The crypto investment giant Grayscale has released a bullish report on metaverses, estimating that the “market opportunity” for the metaverse to be adopted may generally be valued at more than a trillion dollars in the next few years.
The November report, titled The Metaverse, Web 3.0 Virtual Cloud Economies, “is the work of Grayscale Research Chief David Grider and Research Analyst Matt Maximo.. The duo explore the burgeoning sector primarily from the perspective of open metaverse worlds backed by an “interconnected crypto economy” like Decentraland.
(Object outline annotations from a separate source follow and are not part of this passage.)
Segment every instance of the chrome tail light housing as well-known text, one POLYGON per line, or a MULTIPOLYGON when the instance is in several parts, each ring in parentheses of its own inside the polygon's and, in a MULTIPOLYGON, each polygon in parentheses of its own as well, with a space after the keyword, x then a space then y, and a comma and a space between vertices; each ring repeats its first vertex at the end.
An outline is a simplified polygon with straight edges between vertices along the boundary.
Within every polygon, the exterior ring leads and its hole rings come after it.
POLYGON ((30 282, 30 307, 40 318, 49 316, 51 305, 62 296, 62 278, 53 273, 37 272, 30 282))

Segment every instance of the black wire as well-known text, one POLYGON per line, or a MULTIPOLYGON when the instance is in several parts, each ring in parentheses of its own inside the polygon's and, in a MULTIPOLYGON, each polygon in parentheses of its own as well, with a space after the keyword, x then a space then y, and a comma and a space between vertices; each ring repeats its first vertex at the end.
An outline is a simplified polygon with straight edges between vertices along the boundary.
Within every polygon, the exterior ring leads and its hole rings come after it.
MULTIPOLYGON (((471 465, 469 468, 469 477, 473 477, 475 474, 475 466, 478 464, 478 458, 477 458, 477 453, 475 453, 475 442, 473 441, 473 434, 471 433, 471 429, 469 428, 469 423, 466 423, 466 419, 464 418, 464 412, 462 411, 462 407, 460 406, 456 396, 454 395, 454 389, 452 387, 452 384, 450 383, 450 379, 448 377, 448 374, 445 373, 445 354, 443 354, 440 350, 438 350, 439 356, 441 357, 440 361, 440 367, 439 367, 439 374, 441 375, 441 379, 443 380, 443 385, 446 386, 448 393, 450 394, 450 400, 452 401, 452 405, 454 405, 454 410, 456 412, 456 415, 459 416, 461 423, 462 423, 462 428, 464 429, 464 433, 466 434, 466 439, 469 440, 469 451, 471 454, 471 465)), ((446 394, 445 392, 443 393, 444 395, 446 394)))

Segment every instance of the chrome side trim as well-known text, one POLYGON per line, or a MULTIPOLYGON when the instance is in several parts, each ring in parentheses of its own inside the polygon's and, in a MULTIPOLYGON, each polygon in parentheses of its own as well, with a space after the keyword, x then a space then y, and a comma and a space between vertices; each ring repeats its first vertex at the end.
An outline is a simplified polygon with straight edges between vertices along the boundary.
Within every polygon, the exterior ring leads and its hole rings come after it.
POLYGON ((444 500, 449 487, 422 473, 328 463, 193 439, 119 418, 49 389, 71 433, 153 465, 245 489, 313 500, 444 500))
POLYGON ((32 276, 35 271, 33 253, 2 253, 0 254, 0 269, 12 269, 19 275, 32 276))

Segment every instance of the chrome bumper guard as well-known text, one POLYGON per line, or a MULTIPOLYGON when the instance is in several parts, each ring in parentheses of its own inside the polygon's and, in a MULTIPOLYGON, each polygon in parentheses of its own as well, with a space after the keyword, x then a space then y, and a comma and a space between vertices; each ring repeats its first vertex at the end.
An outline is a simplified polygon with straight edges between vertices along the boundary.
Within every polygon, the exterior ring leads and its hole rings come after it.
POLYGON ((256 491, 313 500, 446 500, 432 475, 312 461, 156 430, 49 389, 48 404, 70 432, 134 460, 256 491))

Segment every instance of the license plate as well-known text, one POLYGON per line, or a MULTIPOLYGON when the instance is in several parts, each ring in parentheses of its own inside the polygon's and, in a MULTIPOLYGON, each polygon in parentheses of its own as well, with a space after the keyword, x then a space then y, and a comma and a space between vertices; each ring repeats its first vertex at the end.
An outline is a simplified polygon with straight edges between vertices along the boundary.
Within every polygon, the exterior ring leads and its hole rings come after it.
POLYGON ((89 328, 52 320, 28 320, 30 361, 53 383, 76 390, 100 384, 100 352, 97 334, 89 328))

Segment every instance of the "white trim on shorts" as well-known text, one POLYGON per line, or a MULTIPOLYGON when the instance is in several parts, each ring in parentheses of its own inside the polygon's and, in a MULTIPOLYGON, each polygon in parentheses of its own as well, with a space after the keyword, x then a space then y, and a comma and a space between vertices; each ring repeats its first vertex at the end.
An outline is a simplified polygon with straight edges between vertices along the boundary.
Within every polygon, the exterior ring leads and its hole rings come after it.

The report highlights that metaverse platforms embedded with cryptocurrency tokens, decentralized financial services such as staking and lending, non-fungible tokens (NFTs), decentralized governance, and decentralized cloud storage have “created a new online experience” that is quickly attracting new users.
Analyzing data from the “active metaverse wallets of all time” from the beginning of 2020, he found that the user base has multiplied by 10 since then to around 50,000 in June 2021.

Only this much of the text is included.